Applying 5 million pixel updates per second with Rust & wgpu

March 9, 2023 (a year ago)

Note: code examples omit some steps for brevity. If you're interested building something similar, check out the source.

When CPU usage or time is mentioned, it's measured as a percentage of a single core. I use a M1 Max-based system.

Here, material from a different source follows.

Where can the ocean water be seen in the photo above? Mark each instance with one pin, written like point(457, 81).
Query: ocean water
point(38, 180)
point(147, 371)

I'm on a quest to build a screensaver that plays back parts of /r/place, using Rust and wgpu. There's only two rules when building a screensaver:

  1. It needs to be pretty
  2. It needs to be efficient

On /r/place art is in the eye of the beholder, but my playback prototype is incredibly efficient. At 10,000x playback speed, CPU usage hovers around 18-25%, applying & rendering an average of 5 million pixel updates per second. How does it work?

Let's dive in. 👇

What's wgpu?

wgpu describes itself as a

Safe and portable GPU abstraction in Rust, implementing WebGPU API.

(wgpu)

Ok, what's WebGPU?

webgpu is a new web API that exposes modern computer graphics capabilities, specifically Direct3D 12, Metal, and Vulkan, for performing rendering and computation operations on a GPU.

Wait, isn't WebGL already a thing?

This goal is similar to the WebGL family of APIs, but WebGPU enables access to more advanced features of GPUs. Whereas WebGL is mostly for drawing images but can be repurposed with great effort for other kinds of computations, WebGPU provides first-class support for performing general computations on the GPU.

(WebGPU)

So, to summerize:

  • WebGPU is a new browser API that provides much lower-level access to GPU features than WebGL (and is only currently available behind feature flags)
  • wgpu is a Rust library that implements the WebGPU spec, allowing the same code to target both the browser and native platforms

Enough talking, let's see some implementations.

Attempt 1: 🎨 pixels

I started out by using a crate called pixels that provides an easy-to-use GPU-accelerated pixel buffer (using wgpu under the hood).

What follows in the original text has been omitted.